In some ways, I’d describe Mega Microgames as having a bit more in common with a toy than a full-blown game; I say this in the sense that whilst what’s here is really, really good, there isn’t exactly a ton of it. The game’s ‘story’ can be completed in little more than an hour, and beyond that there's just remixes and some more fleshed out versions of microgames to play around with. You’ll be able to do each character’s story modes again, though without the normal limit you initially had to meet, though this leads to more quickly running into repeats of the same minigames you’re already doing. Additionally, it’s not like every character’s set of microgames is unique - there’s a lot of overlap between them, so you’ll be seeing a lot of repeats no matter which character you play as.
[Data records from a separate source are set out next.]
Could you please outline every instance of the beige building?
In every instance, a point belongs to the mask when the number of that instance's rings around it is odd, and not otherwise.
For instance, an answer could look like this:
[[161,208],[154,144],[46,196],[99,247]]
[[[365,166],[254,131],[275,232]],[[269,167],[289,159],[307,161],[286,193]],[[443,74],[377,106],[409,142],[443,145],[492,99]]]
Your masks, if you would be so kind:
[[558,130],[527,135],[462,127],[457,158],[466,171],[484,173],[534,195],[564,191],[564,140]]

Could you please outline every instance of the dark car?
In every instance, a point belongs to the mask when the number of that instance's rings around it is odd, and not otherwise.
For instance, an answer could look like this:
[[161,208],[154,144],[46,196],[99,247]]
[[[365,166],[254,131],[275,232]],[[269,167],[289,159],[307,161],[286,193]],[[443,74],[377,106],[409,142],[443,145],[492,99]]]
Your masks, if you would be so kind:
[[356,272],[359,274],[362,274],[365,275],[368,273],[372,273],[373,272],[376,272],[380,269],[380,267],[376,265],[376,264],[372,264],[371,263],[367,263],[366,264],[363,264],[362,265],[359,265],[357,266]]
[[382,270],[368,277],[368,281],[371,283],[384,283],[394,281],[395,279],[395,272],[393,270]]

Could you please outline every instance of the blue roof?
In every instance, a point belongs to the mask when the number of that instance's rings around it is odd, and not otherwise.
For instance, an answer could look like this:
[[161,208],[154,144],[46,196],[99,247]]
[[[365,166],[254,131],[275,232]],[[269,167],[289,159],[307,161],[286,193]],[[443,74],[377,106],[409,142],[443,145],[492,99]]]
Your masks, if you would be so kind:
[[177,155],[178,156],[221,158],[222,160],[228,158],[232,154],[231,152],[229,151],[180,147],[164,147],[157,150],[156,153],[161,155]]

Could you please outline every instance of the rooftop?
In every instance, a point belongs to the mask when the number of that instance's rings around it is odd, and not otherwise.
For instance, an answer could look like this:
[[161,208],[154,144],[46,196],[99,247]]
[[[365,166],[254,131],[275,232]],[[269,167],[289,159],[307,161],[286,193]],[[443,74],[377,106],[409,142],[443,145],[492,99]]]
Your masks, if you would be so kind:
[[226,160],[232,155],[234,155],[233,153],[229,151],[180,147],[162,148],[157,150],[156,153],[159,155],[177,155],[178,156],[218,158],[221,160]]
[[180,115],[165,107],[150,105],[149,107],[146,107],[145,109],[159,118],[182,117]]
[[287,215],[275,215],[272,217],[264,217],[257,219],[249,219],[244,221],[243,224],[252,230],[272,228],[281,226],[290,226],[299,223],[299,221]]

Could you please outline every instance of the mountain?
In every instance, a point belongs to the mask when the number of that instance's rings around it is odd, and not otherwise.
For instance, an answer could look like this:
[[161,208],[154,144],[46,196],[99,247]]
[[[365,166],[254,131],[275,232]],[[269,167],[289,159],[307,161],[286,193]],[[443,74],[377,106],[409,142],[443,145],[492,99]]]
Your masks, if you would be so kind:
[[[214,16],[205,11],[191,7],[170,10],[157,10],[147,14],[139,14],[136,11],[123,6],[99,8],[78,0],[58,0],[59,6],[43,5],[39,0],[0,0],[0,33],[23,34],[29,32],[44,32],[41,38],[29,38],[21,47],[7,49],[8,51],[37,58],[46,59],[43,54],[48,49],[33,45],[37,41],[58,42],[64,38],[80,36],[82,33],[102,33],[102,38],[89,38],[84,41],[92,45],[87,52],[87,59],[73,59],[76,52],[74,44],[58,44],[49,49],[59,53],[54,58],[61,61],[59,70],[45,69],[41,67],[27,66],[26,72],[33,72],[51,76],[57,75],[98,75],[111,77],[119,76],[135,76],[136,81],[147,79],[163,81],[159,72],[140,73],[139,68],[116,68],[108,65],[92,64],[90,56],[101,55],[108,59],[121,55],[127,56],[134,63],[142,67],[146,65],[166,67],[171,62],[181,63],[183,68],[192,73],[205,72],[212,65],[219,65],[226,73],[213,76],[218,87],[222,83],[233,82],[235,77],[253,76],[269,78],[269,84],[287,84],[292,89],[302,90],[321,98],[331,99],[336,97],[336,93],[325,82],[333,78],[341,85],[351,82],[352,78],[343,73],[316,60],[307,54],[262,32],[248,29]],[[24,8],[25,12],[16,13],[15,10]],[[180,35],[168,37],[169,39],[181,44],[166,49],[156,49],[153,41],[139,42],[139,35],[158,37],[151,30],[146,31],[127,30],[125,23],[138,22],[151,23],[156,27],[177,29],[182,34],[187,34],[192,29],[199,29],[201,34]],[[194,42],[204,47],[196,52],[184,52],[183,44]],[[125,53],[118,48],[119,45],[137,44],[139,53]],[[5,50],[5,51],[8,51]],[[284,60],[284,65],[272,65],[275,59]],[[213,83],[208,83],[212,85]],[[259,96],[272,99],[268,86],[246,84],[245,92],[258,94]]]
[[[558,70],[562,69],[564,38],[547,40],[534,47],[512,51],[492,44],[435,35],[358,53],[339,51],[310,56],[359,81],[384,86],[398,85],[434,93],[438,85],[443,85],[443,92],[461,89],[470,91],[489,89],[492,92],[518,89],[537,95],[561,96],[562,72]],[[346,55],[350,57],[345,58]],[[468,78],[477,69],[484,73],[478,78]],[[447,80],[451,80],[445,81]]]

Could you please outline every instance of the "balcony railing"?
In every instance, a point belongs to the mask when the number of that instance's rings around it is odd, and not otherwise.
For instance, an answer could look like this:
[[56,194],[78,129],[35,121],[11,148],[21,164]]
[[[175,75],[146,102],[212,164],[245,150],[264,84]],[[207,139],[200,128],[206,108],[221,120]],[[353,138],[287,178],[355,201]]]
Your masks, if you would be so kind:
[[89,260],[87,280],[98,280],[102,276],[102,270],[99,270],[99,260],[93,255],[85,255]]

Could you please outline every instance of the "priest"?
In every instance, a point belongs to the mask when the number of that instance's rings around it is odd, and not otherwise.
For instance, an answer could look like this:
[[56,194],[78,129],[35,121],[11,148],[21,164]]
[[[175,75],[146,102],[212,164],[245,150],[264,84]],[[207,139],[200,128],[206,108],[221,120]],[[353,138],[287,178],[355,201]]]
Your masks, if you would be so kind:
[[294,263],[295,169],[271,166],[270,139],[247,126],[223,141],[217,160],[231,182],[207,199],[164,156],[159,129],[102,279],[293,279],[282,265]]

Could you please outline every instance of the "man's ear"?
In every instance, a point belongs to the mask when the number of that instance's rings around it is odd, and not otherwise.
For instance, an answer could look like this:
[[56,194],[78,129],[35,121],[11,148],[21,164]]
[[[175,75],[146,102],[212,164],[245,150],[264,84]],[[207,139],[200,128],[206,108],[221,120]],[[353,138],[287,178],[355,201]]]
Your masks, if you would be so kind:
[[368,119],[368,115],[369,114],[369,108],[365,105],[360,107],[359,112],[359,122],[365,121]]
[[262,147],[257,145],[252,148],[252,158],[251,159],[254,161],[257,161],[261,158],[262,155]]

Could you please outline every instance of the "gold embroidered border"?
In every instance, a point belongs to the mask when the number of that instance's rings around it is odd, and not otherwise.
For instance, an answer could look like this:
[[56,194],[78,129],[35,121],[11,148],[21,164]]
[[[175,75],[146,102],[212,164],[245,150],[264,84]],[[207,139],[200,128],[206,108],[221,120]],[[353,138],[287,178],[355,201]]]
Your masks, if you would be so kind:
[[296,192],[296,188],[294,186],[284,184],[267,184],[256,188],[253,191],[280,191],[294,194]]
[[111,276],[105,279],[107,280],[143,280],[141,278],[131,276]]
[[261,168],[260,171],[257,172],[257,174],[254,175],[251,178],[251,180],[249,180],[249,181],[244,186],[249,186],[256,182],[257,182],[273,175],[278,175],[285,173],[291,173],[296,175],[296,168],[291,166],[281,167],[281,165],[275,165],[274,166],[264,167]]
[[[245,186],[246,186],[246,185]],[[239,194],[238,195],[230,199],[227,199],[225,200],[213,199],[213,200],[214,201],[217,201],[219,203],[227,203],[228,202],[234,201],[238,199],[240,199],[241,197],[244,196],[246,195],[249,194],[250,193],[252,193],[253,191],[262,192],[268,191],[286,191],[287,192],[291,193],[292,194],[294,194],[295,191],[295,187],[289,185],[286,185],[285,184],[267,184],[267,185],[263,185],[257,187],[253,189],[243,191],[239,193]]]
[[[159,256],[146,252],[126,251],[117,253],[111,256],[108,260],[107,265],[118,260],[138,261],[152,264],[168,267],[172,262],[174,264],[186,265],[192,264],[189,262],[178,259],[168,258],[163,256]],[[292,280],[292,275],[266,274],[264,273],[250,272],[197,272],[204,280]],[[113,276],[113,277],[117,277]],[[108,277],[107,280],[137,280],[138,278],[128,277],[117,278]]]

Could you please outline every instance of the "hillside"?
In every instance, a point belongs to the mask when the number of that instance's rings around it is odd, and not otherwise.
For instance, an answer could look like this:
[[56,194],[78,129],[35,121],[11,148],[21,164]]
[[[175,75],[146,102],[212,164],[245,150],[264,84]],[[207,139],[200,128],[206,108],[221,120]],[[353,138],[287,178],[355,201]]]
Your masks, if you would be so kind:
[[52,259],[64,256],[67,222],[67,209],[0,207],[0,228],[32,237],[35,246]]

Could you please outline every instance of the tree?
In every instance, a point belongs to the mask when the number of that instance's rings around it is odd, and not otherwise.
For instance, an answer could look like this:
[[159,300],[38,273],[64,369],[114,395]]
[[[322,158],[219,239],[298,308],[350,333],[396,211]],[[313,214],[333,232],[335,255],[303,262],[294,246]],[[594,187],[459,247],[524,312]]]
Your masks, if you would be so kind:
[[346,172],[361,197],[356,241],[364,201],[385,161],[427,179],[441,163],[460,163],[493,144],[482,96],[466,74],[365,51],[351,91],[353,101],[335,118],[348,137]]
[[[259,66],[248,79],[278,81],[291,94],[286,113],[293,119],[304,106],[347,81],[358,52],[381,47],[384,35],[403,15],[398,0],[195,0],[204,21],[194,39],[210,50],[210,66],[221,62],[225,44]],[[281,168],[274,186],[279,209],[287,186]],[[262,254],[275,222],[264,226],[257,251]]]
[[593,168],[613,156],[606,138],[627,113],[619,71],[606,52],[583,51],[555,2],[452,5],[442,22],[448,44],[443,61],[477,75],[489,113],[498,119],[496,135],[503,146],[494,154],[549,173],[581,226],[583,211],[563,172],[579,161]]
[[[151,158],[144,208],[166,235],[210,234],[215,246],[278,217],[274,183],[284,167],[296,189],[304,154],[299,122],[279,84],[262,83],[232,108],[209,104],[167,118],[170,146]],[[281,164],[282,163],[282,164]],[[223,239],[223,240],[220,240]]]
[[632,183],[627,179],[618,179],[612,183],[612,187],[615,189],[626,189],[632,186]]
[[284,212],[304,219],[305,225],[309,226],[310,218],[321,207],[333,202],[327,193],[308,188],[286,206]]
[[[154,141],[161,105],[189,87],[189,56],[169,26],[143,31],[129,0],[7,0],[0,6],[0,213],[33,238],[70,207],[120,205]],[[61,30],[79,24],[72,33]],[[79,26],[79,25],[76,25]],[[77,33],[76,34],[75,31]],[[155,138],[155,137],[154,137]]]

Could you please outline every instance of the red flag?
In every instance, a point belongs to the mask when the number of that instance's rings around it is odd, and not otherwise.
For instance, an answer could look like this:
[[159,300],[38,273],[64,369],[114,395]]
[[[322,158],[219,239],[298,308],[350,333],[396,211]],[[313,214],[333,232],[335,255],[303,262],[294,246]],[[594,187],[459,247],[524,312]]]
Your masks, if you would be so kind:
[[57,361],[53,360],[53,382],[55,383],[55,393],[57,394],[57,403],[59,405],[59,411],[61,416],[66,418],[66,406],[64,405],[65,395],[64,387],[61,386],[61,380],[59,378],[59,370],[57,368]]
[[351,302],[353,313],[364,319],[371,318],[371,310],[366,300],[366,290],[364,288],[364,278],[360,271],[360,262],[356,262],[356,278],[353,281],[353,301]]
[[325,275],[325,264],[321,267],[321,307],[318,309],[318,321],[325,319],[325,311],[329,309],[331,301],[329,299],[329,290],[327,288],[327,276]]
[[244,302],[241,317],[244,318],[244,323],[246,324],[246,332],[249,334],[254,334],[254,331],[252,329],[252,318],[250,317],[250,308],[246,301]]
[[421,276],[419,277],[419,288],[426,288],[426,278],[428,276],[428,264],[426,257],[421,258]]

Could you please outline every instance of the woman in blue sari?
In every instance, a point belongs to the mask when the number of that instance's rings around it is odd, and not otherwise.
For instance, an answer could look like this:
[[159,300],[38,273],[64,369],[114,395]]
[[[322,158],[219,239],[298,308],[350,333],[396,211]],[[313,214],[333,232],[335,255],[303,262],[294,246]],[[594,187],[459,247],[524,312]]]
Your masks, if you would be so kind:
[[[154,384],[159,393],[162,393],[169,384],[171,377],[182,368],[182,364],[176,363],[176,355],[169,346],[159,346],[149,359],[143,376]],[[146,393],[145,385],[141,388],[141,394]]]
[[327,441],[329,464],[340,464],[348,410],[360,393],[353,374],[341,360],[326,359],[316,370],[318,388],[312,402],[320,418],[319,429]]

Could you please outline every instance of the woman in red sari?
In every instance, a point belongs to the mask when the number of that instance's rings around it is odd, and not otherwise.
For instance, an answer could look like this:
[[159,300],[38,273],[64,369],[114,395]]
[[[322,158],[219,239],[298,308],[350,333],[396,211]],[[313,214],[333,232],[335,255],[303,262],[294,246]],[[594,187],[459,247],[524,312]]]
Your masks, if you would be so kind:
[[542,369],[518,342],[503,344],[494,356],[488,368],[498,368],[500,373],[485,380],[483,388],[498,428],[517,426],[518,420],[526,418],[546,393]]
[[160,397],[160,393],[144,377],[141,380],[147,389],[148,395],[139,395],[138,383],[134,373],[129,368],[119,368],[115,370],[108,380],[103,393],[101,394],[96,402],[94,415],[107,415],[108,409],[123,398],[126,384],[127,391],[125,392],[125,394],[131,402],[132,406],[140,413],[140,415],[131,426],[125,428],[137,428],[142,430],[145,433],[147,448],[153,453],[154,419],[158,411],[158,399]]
I will say the game does come together well in the post-game ‘elevator’ endless modes, which will pull from a much, much larger selection of microgames, helping stop that repeating issue at least somewhat. I dunno, the game is really, really, *really* fun; but I’d say it doesn’t have a gigantic amount of staying power beyond playing around with the endless modes and maaaaybe unlocking some of the additional minigames. It’s not really a bad thing - I just see it as one of those games you play around with in short bursts whenever you feel like playing around with some of this uniquely branded wackiness - though it does kind of suffer from the fact that its successors, especially the incredible WarioWare Gold, kind of make this title redundant to an extent. But I have to remember this is the first game in the series - they probably didn’t even know the microgames format was even going to work, so I can’t blame them for having a smaller vision for this game then they otherwise would.

It was really, really delightful revisiting WarioWare: Mega Microgames. At least I know I haven’t aged out of the weird, dumbass sense of humor this game carries in spades; I think I’ve been laughing about Mona just crashing dozens of cop cars ever since I did her level. Anywho, Micro Minigames can feel a little basic at times - a short length and, depending on how long you play this title for, microgames can grow a little repetitive. But I digress - it’s a fantastic offering that really brought Wario’s character into his own, apart from just being an evil, dumber, greedier, fatter Mario, and seeing the little side-universe sprout up around him, as weird as it is, is fantastic… and we haven’t even met Ashley yet! In any case, Warioware: Mega Microgames is worth your time, be it for a trip to the past or to dip your toes into WarioWare’s wackiness - you won’t regret it, even if you have to look at Wario’s ugly mug for a while all the same!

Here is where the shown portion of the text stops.